SELECT id,headline(body,q),rank FROM ( SELECT id,body,q, rank_cd (ti,q) AS rank FROM apod, to_tsquery('stars') q WHERE ti @@ q ORDER BY rank DESC LIMIT 10) AS foo;
Dictionary is a program, which accepts lexeme(s) on input and returns:
array of lexeme(s) if input lexeme is known to the dictionary
void array - dictionary knows lexeme, but it's stop word.
NULL - dictionary doesn't recognized input lexeme
WARNING: Data files, used by dictionaries, should be in server_encoding to avoid possible problems !
Usually, dictionaries used for normalization of words and allows user to not bother which word form use in query. Also, normalization can reduce a size of tsvector. Normalization not always has linguistic meaning and usually depends on application semantics.

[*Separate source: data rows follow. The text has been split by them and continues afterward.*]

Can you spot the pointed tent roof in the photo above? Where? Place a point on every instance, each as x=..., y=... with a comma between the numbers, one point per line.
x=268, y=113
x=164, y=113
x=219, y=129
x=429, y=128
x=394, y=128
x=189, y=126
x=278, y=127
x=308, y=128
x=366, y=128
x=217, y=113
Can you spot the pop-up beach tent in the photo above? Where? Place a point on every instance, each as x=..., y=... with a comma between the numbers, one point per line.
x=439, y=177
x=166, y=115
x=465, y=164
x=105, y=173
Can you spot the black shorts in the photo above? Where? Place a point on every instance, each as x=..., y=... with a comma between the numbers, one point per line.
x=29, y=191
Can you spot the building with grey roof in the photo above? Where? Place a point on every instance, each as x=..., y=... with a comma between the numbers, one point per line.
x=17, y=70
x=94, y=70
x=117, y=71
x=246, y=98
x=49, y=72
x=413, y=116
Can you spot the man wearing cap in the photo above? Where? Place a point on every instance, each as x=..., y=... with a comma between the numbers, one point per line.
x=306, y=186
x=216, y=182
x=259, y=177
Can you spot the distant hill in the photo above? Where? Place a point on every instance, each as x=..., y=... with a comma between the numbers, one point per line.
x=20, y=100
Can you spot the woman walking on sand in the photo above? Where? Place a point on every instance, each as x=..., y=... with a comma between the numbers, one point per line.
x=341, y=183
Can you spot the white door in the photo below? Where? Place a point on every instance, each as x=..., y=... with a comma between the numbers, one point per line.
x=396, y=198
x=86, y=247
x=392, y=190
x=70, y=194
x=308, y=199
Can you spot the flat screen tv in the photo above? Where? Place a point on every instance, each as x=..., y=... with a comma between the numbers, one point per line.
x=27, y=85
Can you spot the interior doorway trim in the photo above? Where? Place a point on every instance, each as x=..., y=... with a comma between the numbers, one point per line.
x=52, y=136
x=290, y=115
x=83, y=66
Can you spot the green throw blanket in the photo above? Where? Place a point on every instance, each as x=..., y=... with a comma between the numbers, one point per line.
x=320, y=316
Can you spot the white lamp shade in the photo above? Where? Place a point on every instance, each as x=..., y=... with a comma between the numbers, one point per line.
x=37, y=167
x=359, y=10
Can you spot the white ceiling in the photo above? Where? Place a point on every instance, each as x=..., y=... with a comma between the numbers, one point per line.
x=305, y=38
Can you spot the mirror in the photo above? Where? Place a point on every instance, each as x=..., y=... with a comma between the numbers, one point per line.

Some examples of normalization:
Linguistic - ispell dictionaries try to reduce input word to its infinitive, stemmer dictionaries remove word ending.
All URL-s are equivalent to the http server:
http://www.pgsql.ru/db/mw/index.html
http://www.pgsql.ru/db/mw/
http://www.pgsql.ru/db/../db/mw/index.html
Colour names substituted by their hexadecimal values - red,green,blue, magenta -> FF0000, 00FF00, 0000FF, FF00FF
Cut fractional part to reduce the number of possible numbers, so 3.14159265359, 3.1415926, 3.14 will be the same after normalization, if leave only two numbers after period. See dictionary for integers (Appendix C) for more details.
FTS provides several predefined dictionaries (Section 2.8), available for many languages, and SQL commands to manipulate them online (Part I). Besides this, it is possible to develop custom dictionaries using API, see dictionary for integers Appendix C, for example.
CREATE FULLTEXT MAPPING command ( CREATE FULLTEXT MAPPING ) binds specific type of lexeme and a set of dictionaries to process it. Lexeme come through a stack of dictionaries until some dictionary identify it as a known word or found it is a stop-word. If no dictionary will recognize a lexeme, than it will be discarded and not indexed. A general rule for configuring stack of dictionaries is to place at first place the most narrow, most specific dictionary, then more general dictionary and finish it with very general dictionary, like snowball stemmer or simple, which recognize everything. For example, for astronomy specific search (astro_en configuration) one could bind lword (latin word) with synonym dictionary of astronomical terms, general english dictionary and snowball english stemmer.
=# CREATE FULLTEXT MAPPING ON astro_en FOR lword WITH astrosyn, en_ispell, en_stem;
Function lexize
can be used to test dictionary,
for example:
=# select lexize('en_stem', 'stars'); lexize -------- {star} (1 row)
Also, ts_debug
function ( Section 2.10 )
is very useful.
Stop words are the words, which are too popular and appear almost in every document and have no discrimination value, so they could be ignored in full-text index. For example, every english text contains word a and it is useless to have it in index. However, stop words does affect to the positions in tsvector, which in turn, does affect ranking.
=# select to_tsvector('english','in the list of stop words'); to_tsvector ---------------------------- 'list':3 'stop':5 'word':6
The gaps between positions 1-3 and 3-5 are because of stop words, so ranks, calculated for document with/without stop words, are quite different !
=# select rank_cd ('{1,1,1,1}', to_tsvector('english','in the list of stop words'), to_tsquery('list & stop')); rank_cd --------- 0.5 postgres=# select rank_cd ('{1,1,1,1}', to_tsvector('english','list stop words'), to_tsquery('list & stop')); rank_cd --------- 1
It is up to the specific dictionary, how to treat stop-words. For example, ispell dictionaries first normalized word and then lookups it in the list of stop words, while stemmers first lookups input word in stop words. The reason for such different behaviour is an attempt to decrease a possible noise.